UF MAE professor Dr. Jessica Allen recently submitted a proposal that won her a CAREER Award from the National Science Foundation. The NSF presents this award to early-career faculty who “serve as academic role models in research and education and lead advances in the mission of their department or organization.” It is the most prestigious award presented by the NSF, and comes with a five-year federal research grant.
Allen’s proposal was centered on developing better computational models for simulating gait rehabilitation. The computational modeling approach that Allen and her lab use is referred to as neuromechanical modeling, as it focuses on modeling the interactions between the nervous system and the “mechanical” system of muscles and bones. These models could allow for clinical simulations of certain rehab procedures or prosthetic devices on digital versions of patients, so that decisions can be made without having to actually test on that person.

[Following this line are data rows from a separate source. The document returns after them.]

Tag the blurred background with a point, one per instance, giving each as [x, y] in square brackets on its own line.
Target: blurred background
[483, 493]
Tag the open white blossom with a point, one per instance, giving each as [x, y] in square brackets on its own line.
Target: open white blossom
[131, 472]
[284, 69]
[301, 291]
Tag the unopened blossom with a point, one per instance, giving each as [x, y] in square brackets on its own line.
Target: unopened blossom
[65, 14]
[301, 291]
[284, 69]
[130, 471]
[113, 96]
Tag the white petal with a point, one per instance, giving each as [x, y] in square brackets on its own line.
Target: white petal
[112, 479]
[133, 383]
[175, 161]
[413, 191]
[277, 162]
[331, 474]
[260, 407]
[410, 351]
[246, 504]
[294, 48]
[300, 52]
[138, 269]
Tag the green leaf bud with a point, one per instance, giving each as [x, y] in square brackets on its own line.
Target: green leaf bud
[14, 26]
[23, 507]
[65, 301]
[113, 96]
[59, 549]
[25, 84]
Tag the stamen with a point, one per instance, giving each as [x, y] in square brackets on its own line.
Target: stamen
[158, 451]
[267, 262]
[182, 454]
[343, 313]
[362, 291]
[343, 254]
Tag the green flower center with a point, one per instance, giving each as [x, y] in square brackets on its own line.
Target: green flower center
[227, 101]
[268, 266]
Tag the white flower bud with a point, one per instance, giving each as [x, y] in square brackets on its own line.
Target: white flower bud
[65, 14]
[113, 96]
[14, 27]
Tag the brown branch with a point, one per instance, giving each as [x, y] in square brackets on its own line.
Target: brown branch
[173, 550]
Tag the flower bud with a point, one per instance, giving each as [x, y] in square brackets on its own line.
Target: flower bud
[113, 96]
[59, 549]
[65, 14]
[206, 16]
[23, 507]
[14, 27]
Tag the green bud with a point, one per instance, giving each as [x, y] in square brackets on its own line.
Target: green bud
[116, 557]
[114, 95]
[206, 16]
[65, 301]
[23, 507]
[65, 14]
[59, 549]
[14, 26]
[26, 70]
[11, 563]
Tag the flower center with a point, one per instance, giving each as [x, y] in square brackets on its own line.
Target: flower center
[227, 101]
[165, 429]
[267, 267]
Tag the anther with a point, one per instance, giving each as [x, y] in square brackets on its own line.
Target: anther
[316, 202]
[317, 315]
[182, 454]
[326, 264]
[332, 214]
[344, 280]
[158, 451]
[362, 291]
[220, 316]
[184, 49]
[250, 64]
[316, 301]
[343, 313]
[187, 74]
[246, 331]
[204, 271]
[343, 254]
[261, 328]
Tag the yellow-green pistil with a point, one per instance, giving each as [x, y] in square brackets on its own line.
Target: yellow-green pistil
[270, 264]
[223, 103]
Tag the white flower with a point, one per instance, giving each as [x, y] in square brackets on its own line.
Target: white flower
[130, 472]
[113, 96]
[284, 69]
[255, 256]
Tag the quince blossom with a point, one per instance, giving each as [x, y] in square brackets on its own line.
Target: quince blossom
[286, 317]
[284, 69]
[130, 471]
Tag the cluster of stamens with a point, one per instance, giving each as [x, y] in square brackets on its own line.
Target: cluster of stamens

“They hold a lot of promise to be implemented into clinical settings as a digital twin of an individual to improve rehabilitation design and prescription,” Allen said. “But the current state of the art is that the process of actually simulating rehabilitation is not very good, and that’s what we’re trying to improve.”
She explained that specifically, the existing optimization approach needs improvement. An optimization approach is essentially a method of identifying a problem and suggesting a target to aim for. For example, a stroke victim who has lost control of muscles in their legs could aim to optimize their balance and walking ability as suggested by a simulation.
“If you think about humans, they’re very complex robots. Instead of having a motor at each joint, they have muscles, and that provides slight complications to how you might model it,” she said. “You have many, many muscles, but only a few joints, and so you have to learn how to control all those muscles to achieve whatever your goal is.”
However, current optimizations used in neuromechanical simulations are limited because they don’t simulate adaptation during rehabilitation or take into account qualities of each individual’s nervous system that may limit this adaptation.
“Current approaches only tell us, ‘If I could turn all of the dials in this body, this is what you would be able to do.’ So it doesn’t necessarily account for what a person can actually do, and it doesn’t model that trajectory over time,” Allen said. “What we want to do is model the rehab process over time and implement qualities of an individual subject that might influence how that trajectory might occur. The current state of the art might predict that they can totally walk normally after rehab, but given their current state, what is an actual realistic outcome?”
She said that the ultimate goal would be to use this award money to continue developing models that would eventually be used in real-world clinical applications.
“The motivation is to try to get this eventually into something that is feasible to help clinicians with rehab prescriptions or to help engineers develop better devices for rehab, and in a way that is accepted by clinicians and by patients,” she said. “It’s fun to do this stuff, but we don’t want to just have our stuff happen on our computer, we do want it to make its way out into the world. One of the things that we’re trying to do with this award is find out from clinicians what they need to know or see from these to provide confidence. And then, what do patients need to know to be comfortable with a computer playing a role in their rehab process.”
Allen noted that good communication between collaborators will be crucial as a key to reach that desired result.
“A lot of times, especially as engineers, we are prone to sitting in our silo. We may interact some with our clinical collaborators, but not quite enough, and so just providing opportunities to have more collisions and meaningful conversations, meaningful collaborations, and meaningful input going both ways I think will help a lot,” she said.
Ultimately, Allen sees a bright future for this project and is eager to use this award and UF’s outstanding resources to make an impact and bring positive change to the field of neuromechanical modeling.
“I’m optimistic. This is a project that I’m really excited about; I’ve been thinking about doing this for a long time,” she said. “I’ve only been at UF for a year and a half, and moving to UF, with the people around as well as all the computational resources, the clinical nearness, I knew that it was going to enhance the feasibility for my group to be able to do these types of problems.”